11am: Mum locks up. This actually takes seven years.
11:30am: Drive home. Analyse the service while hurtling down a single track road. Last year, on the way back from Midnight Mass, we hit a badger. A bad way to celebrate the birth of Christ.
11:45am: Home. Probably soup.
Clearly, I am a rural CofE veteran. I have been surrounded by vicars for so long that now, I can smell an Anglican coming. Last term I went to an interfaith talk in my college’s chapel where I spied six, I repeat SIX, tall, balding, white men with circular glasses, well-groomed beards and dog collars. I know all Anglicans don’t look like that (the vibe: slightly self-deprecating, interested in brunch ‘as a phenomenon’) but in this situation they were distinctive. I spotted them by intuition. I sat there watching, thinking, I KNOW YOU. You have meetings in my house.
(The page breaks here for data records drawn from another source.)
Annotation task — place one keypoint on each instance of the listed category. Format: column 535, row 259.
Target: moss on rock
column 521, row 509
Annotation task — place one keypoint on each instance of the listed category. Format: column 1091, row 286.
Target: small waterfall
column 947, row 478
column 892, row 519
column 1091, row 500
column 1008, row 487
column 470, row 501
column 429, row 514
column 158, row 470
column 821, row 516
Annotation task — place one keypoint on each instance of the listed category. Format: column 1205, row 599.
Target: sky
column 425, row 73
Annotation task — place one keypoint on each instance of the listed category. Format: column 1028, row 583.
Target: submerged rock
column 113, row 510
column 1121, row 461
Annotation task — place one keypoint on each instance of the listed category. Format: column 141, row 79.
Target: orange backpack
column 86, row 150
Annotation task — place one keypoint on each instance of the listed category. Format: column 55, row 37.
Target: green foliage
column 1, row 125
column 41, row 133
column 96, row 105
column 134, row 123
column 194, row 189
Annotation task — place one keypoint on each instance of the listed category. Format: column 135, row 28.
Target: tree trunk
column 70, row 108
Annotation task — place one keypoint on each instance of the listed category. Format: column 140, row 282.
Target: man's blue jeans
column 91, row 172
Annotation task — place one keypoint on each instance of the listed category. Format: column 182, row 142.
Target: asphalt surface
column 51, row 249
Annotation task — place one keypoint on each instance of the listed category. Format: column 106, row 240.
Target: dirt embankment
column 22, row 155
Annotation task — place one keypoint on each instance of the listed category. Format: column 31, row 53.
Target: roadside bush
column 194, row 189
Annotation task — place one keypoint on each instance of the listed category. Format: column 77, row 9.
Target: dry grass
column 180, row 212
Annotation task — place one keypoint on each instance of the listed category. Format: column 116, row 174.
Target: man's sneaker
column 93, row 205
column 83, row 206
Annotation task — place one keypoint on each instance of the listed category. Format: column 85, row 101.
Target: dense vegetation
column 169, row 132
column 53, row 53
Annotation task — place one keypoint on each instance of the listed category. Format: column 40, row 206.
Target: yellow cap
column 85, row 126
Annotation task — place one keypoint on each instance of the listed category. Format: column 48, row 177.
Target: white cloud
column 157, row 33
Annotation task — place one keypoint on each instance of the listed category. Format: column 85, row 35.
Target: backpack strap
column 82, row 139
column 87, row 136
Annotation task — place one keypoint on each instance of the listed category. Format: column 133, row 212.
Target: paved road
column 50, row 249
Ok, seriously, there are many things I’ve learned from my church immersion that I think would be harder to learn otherwise – many more skills than ‘spot the Anglican’. The main thing is the playfulness with new, exciting words that I think is natural if you’re sat with the Bible all the time. I think it also gives you an appreciation for just how much time can be spent on a single text, how many differing conclusions drawn from it, argued about, reconsidered; how many sources, languages, editions, and dates.
I present a parable.
A teacher told me about one of her pupils who was abnormally good at analysing literature. She asked the pupil why she was so good at it – had she done anything differently to other students? The pupil thought for a while, and the only thing she could think of was having to read and analyse a Bible passage with her brother and dad every Sunday lunchtime. Then, the teacher asked me why I was good at analysing, and that was the main reason I could think of: sitting, relatively bored in church every Sunday, mining every metaphor, allusion, making tangential links to pop culture, and, using the methods to alleviate boredom that my granny had taught me, counting all the ceiling tiles, their joins, the windows, and the pews.
That wasn’t a parable really, I just thought it would be fitting. I suppose that sort of proves my point: that listening to so many types of stories, genres and songs introduces you to so many ways of conveying meaning.
This has led to me being frankly BRUTALLY judgemental of a sermon. But also an English degree. Win-win!
One of my favourite things to do is parody the Biblical style. I know this isn’t terrific for blasphemy reasons, but once you’ve heard a 90-year-old man read John 1:1 in a Yorkshire accent, with deep solemnity but (counterproductively) absolutely no cadence, it is ripe for mockery. We have left the land of reverence and landed in silliness. The fact that it’s so repetitive and self-clarifying doesn’t help either. Many amusing adaptations are possible, such as:
In the beginning was the Biscuit and the Biscuit was Delicious; Chloe came as Witness to the Biscuit but was Not the Biscuit; she Ate the Biscuit as witness to her Stomach and the Majesty of the Biscuit.
It’s rather exciting, this giving random words capital letters and seeing what it does to a sentence. So far in my life, I have enjoyed playing with the forms and language the Bible has given me, widening my literary eye – not interrogating the Bible for meaning (yet), but how the words fit together. Words that are amazing and confusing, imagery so striking and so old that I am amazed it is a NIV Bible sitting in my hand, when it has lived alongside the people it describes.
My friend likes “the people who walked in darkness have seen a great light” but I prefer the John I have just mocked: “In the beginning was the Word, and the Word was with God, and the Word was God”. The Word??? Something I am so fascinated by but will probably never understand?? Derrida, eat your heart out, they’ve written a masterpiece.
The Bible is just so big; containing so much, pointing to so much, written and read by so many people over so many years. This has all felt so reductive, my appreciation merely a whisper without years of knowing and faith. I can’t do it justice – of course I can’t, it’s the Bible. It is a delicious text, a sachertorte of books created over many years, in many languages, that we can merely nibble at. Thanks be to God.